İlk yarı bittiğinde, iki takımın da skor yapması için duran top dışında ihtimal yok gibiydi... Aykut Hoca, kendisine seriyi getiren "Temaslı oyun"dan vazgeçmeden, dirençli oyuncularıyla hem tempoyu zorlamayı hem de rakibi bunaltmayı istedi.Oyunun kontrolü Fenerbahçe'de olsada Bursaspor'un net karşılık verdiğini gördük. 3'lü defansı aslında "Beşli" oynayıp, 8 oyuncuyla (kaleciyle 9) bir duvar yaptılar. "Oynatma-attırma" taktiğini seçmişti Le Guen... Sadece Batalla'nın pasları üzerine kurduğu hücum alternatifinde Fenerbahçe'nin özellikle Dirar'ın kontrolünü de engelledi. Ortaya çıkan oyunun mücadele düzeyi keyif vericiydi. Futbolu sağlı-sollu ortalar veya kaleci ile forvetler arasında geçen maç olarak görenler için "Sıkıcı" bir maçtı. Ama iki taraf da dengeleri kendi adına bozmanın pususundaydı aslında.
Taktik disiplin üst seviyede uygulanıyor, defansif duvarlar bir an bile "Tuğlasız" bırakılmıyordu.
Tipik bir beraberlik maçıydı derken Bursa defansının hatası ve penaltı geldi. Dengeyi başka türlü bozmanın anahtarı duran toplar veya kornerdi Fenerbahçe adına. Bu pozisyonla altın buldular... Sonrasında maçı Bursa'nın oynaması gerekiyordu ki bu da Le Guen'in duvarının gedik vermesi demekti. Aykut Hoca hemen Valbuena hamlesini yaptı. Daha çok alan, daha fazla olanak seçeneğine yöneldi. Takımının defansif direncine güvenerek ikinici gol için performans faktörünü devreye soktu.
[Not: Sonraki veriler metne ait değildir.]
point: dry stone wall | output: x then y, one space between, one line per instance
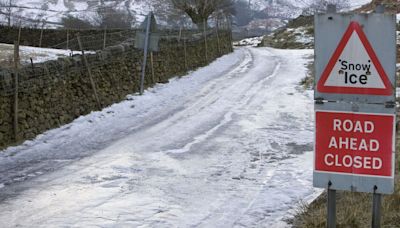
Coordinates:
54 93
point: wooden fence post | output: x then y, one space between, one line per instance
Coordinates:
105 38
16 90
205 40
217 32
67 39
152 67
185 50
89 71
41 35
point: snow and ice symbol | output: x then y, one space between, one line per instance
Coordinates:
354 67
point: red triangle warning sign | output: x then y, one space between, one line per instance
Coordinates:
354 67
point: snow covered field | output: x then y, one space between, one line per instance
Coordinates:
37 54
229 145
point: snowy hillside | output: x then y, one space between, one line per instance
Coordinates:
51 11
266 15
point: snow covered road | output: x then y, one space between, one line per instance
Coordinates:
226 146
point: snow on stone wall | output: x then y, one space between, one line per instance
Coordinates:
56 92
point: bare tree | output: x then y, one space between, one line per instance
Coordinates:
71 22
109 17
6 9
200 10
319 6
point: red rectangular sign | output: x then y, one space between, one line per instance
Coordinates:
354 143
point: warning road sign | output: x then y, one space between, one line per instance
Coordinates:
354 67
354 143
354 61
354 151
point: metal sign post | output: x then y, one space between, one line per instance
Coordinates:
146 46
331 207
355 111
148 41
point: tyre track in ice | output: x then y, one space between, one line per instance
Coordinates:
56 148
221 158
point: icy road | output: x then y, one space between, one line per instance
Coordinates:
229 145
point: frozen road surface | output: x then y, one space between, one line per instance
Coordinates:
229 145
Gelişen oyunun içinde Fenerbahçe de bir ilkin peşine düştü. Öne geçince kapanan takım bu kez 33 bin coşkulu taraftar önünde B planını da kovalayıp, rakibi eksik yakalayıp, tehdit unsuru olmayı sürdürdü.
Hem önemli hem de değerli bir galibiyet bu... Haftanın ilk maçı olması rakipleri de bildikleri sonuçta baskı altına alacaktır. Üst üste 4. galibiyet önümüzdeki Karabük maçında Kadıköy'ü eski görkemli görüntüsüne de kavuşturacaktır. Her şeyin ötesinde Fenerbahçe artık oyunculardan değil, sistemden güç alan bir makine olma yolunda olduğunu gösterdi.